Venisse seguita questa strada sarebbe la vittoria conclusiva dei terroristi, liberi di agire con le vittime non libere di reagire!
(Un inciso. Nella disgraziatissima ipotesi che un attentato avvenisse in Italia da questi stessi ambienti non verrebbe certamente alcuna autocritica, ma ci sarebbe la litania sull'inefficienza della Polizia o dei Servizi che non hanno evitato i guai, sul Governo incapace, su oscure trame di chi sa chi. Una supplica a S. Francesco e S. Caterina, che quasi nessuno sa più che sono i Patroni d'Italia, perché provvedano loro a preservare il nostro Paese dall'orrore).
L'ANTIAMERICANISMO CHE RIEMERGE
Analisti obiettivi, non schierati su questo o quel versante, hanno osservato che sotto sotto riemerge l'antiamericanismo di certi ambienti, anche in Italia, che vedono negli USA la ragione e la radice dei mali del mondo. Non che il modello americano sia immune da critiche, tutt'altro, ma gli Stati Uniti, come tutti gli altri Paesi, sono un mix di aspetti positivi e meno positivi. Solo che alcuni ambienti, anche del nostro Paese, sono soliti soffrire di amnesie profonde.
Nessuno dei critici, che fra un po' scenderà in piazza ad opporsi ai guerrafondai Yankees - dimenticando che costantemente al loro fianco c'é Blair, leader laborista, espressione quindi della sinistra inglese, altra amnesia - si ferma a pensare che se non fosse stato per gli USA, in tutta Europa farebbe bella mostra di sé, nelle piazze principali, nelle targhe, nei monumenti e via dicendo la croce uncinata, la svastica.

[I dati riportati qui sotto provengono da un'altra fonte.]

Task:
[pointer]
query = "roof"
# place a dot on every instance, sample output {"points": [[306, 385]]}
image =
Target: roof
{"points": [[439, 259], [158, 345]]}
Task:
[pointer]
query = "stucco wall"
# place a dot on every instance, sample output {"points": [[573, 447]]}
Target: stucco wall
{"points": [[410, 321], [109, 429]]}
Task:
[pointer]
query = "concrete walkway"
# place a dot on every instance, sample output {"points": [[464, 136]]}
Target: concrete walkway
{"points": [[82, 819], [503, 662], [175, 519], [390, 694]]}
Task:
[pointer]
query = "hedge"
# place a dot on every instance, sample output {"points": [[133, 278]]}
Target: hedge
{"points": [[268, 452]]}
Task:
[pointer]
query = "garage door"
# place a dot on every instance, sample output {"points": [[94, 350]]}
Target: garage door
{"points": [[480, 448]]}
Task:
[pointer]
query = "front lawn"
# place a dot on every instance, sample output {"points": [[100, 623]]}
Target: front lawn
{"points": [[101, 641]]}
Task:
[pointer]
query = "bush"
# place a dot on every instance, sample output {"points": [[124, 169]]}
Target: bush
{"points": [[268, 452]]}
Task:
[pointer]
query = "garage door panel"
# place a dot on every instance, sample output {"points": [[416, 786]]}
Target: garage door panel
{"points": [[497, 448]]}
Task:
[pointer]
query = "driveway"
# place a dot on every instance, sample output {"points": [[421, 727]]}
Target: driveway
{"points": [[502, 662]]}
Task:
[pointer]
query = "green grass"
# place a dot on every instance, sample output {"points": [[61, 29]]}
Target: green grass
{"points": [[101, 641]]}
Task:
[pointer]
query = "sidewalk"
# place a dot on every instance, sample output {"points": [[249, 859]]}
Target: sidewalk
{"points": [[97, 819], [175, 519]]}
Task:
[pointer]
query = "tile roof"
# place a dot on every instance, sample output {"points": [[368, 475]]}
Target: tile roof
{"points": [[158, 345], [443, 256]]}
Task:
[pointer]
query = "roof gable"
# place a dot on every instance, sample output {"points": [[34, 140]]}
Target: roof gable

Senza il loro intervento e senza gli armamenti forniti agli Alleati e alla Russia, il caporale dai baffetti suicidatosi nel bunker della Cancelleria a Berlino, avrebbe fatto il giro delle diverse capitali da trionfatore.
Avessero pensato egoisticamente al loro interesse se ne sarebbero stati fuori. Addirittura, suicidatosi Hitler, al successore Ammiraglio Doenitz, - firmerà la resa tedesca l'8 maggio -, che chiedeva la pace separata per concentrare poi lo sforzo militare, con i richiesti aiuti per questo scopo, ad est, rispondevano picche. Eppure avrebbero avuto tutto da guadagnare: la fine del comunismo in URSS, con una Germania non più temibile stremata com'era, USA egemoni nel mondo.
Non lo fecero per quegli aspetti positivi che l'antiamericanismo militante si sforza di ignorare.
MANIFESTAZIONI CONTRO LA GUERRA, Si' MA ANCHE A KABUL
A meno che chi intende manifestare contro la guerra non sia coerente fino in fondo.
Chi crede veramente indispensabile battersi contro la guerra ha un modo per farlo nel modo migliore: in delegazione espressa da quanti la pensano allo stesso modo, con i suoi cartelli e con i suoi slogans contro la guerra si rechi, in quel di Kabul e sfili davanti al Palazzo del Governo.
E non solo a Kabul, ma anche nella Valle della Bekkara feudo di Hamas, e contestualmente davanti alle sedi degli oltranzisti israeliani, a Belfast, in Algeria ove i fanatici hanno sinora sgozzato migliaia e migliaia di pacifici, inermi contadini, nei Paesi Baschi, nel Kashmir eccetera eccetera.
I radicali, anni fa, non si sono limitati a manifestare davanti a Montecitorio e in altre sedi qui in Italia, ma hanno avuto il coraggio di testimoniare le loro posizioni persino, in tempi di guerra fredda, sulla Piazza Rossa di Mosca.
Basta imitarli.
Se non si fa così, si fa il gioco dei mandanti dell'orrore dell'11 settembre.